I don't seem to understand how to completely differentiate this equation on both sides (implicit differentiation):
x^3-xy+y^2=4
Am I doing this right:
3x^2-(x'y+xy')+2yy'=0
Any help would be appreciated
Thanks
I don't seem to understand how to completely differentiate this equation on both sides (implicit differentiation):
x^3-xy+y^2=4
Am I doing this right:
3x^2-(x'y+xy')+2yy'=0
Any help would be appreciated
Thanks
Yes it looks like you're on the right track (assuming you're differentiating with respect to x).

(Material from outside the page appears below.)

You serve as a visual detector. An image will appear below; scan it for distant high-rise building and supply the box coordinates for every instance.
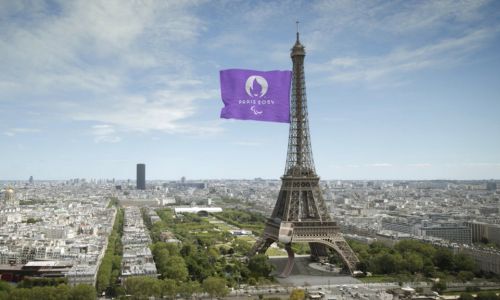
[137,164,146,190]
[486,181,497,191]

You've written the product rule in your parenthesis, but you are able to actually differentiate the x parts directly such that your answer would look like:
$\displaystyle 3x^2 -y - x\frac{dy}{dx}+2y\frac{dy}{dx} = 0 $
Okay so you know that the product rule is: $\displaystyle \frac{d}{dx} [fg] = \frac{df}{dx}g + \frac{dg}{dx}f $ assuming both f and g are functions of x.
however, if f(x) = x, then f'(x) = 1
Therefore $\displaystyle \frac{df}{dx}g = g $
In your case, g = y.
When I said you can differentiate the x parts directly, I was referring to how inside the parenthesis you left the derivative of x as x'. You could have omitted this and left it as 1.